US theoretical physicist John Preskill has introduced the term quantum supremacy in order to refer to the hypothetical speedup advantage that quantum computing will offer as compared to classical computing in a certain field. Some practical quantum technologies are already coming up; be it highly effective sensors or actuators. And these devices will only help scientists navigate the nano-scale world with remarkable precision and sensitivity.

In October 2019, Google claimed that it had achieved quantum supremacy – the point at which a quantum computer can outperform a ordinary computer. A Sycamore processor created with Google AI Quantum is said to have done calculations more than 3,000,000 times as fast as those of Summit, considered to be the world's fastest computer.  This claim may have been disputed by rivals such as IBM but it goes to show that a lot of work is being done in the field of quantum computing research.

In December 2020, a group from University of Science and Technology of China (USTC) developed Jiuzhang, the first photonic quantum computer to attain quantum supremacy. They did so by successfully implementing a restricted model of non-universal quantum computation on 76 photons. The USTC team claims that a classical contemporary supercomputer will need a computational time of 600 million years to produce the number of samples their quantum processor can generate in a mere 20 seconds.

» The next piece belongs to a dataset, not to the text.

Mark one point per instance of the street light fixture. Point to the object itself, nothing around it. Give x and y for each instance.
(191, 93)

And yet, quantum computers are not going to pervade our day-to-day lives anytime soon. They are far from hitting the consumer market and this is because the number of qubits that the best quantum computers have right now is around 50. While that does make them quite powerful - each qubit added translates into an exponential increase in processing capacity, so it is without a doubt a lot of computing power -  these quantum computers also have really high error rates. So they’re powerful and yet not reliable, which is a far from ideal combination.